I know you all went out and ordered Golly #1 last month, right?  Well, on page 299, Markosia is bringing us the second issue.  It includes the phrase "The charismatic preacher is secretly a demonic were-hog ..."  Sold!

Oni Press has its normal selection, including Damned #4 (get it before it skyrockets in value!) and Wasteland #6 (buy it or Antony Johnston will spit in your milk!), as well as The Leading Man trade paperback (page 309).  I skipped this because I figured I could just wait for the trade.  I think Cronin likes it, but are there any opinions on it out there?  Is it worth the 15 dollars?

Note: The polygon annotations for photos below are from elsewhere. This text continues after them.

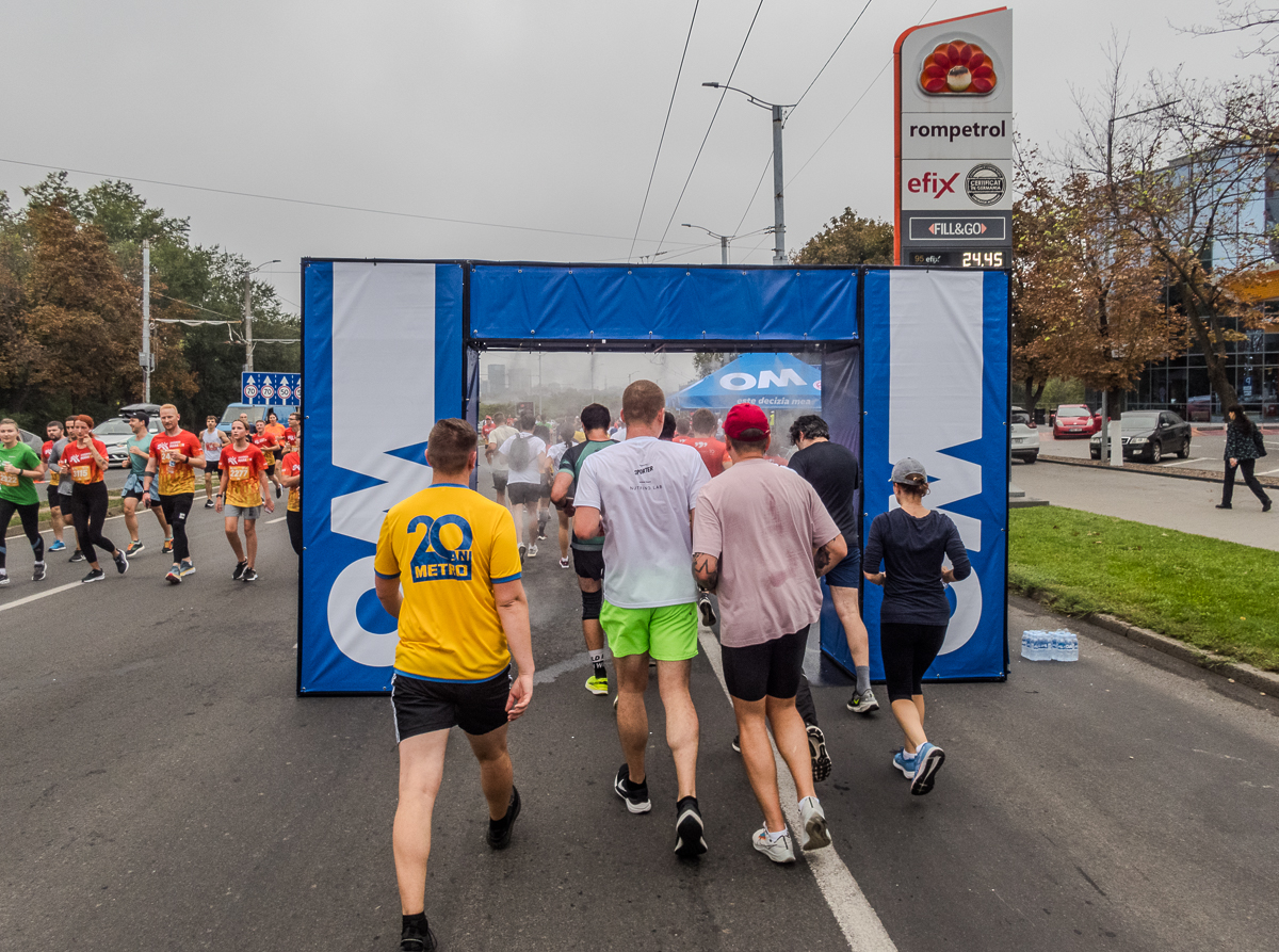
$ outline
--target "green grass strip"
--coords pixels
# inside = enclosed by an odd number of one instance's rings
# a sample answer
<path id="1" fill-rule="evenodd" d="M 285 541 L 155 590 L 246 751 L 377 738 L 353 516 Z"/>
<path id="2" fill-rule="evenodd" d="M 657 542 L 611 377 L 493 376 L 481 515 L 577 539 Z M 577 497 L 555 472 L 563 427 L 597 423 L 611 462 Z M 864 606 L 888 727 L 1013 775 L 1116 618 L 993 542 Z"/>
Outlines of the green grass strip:
<path id="1" fill-rule="evenodd" d="M 1279 553 L 1056 505 L 1009 514 L 1012 590 L 1279 670 Z"/>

A few bloggers I read have been grumpy about "extra" crap in DVDs and such, and while I'm not as grumpy, I see their point.  This George Lucas phenomenon (Lucasization?) has drifted into comics, not only with the Big Boys and the "remastered" version of Infinite Crisis (which, if DC is to be believed when it first came out, is the greatest thing since Charlemagne conquered Europe, so why did they need to change anything?), but even into the tiny presses.  This is a roundabout way of saying that one of the more entertaining mini-series of last year, Captain Gravity and the Power of the Vril, is out in trade paperback from Penny Farthing Press on page 312.  It will set you back 20 dollars, but it's a very fun read.  I'm grumpy because I bought each individual issue and tried to pimp it as much as I could, for two reasons: it's good, and it needed pimping.  I know a few people checked it out because of me (they told me), and that's what all this media is for, really - I don't read every book, and neither do you, so it's nice to zip around the Internet and see if there is anything out there that might be neat.  I don't want a medal from Penny Farthing, but I would like them to not put 30 additional pages into the trade paperback that I never read!  On page 310, they proudly proclaim this.  Excuse me?  Why the hell did I buy each issue, miss one and ask the guy at the comic book shoppe to track it down for me (which he did) and tell everyone to buy it if you're just going to add 30 freakin' pages to the trade?  That just pisses me off.  If you haven't bought this, you should, because it's a fine book, but this practice will not endear me to comic book companies.  What the hell?

Tucked away in the corner of page 313 is a new printing of The Complete Ballad of Halo Jones by Alan Moore and Ian Gibson from Rebellion.  This is a wonderful book, and you owe it to yourself to read it.  Moore's writing is stellar as usual, and Gibson's art is magnificent.

Top Shelf has a couple of interesting books coming out on page 338.  Regards from Serbia tells the story of a man experiencing the Balkan war from, basically, ground zero.  The war fascinates me, and this looks like a very interesting look at living through it (I just finished Bosnian Flat Dog, another Balkan War comic).  They also offer The Surrogates in trade.  This is another wonderful mini-series from last year, and it's something that is action-packed yet still thought-provoking.

That's all she wrote for another month.  Remember, the good comics aren't going to just come to you!  You have to go out and seek them!

¹ Burgas Guarantee not valid in Delaware, Kansas, Hawaii, or, heck, any state in the Union, or even any country on the planet (except Kiribati). It is, however, valid in the Negative Zone.  And in Captain Airstrip's reality (Earth 744).  And on Earth-X.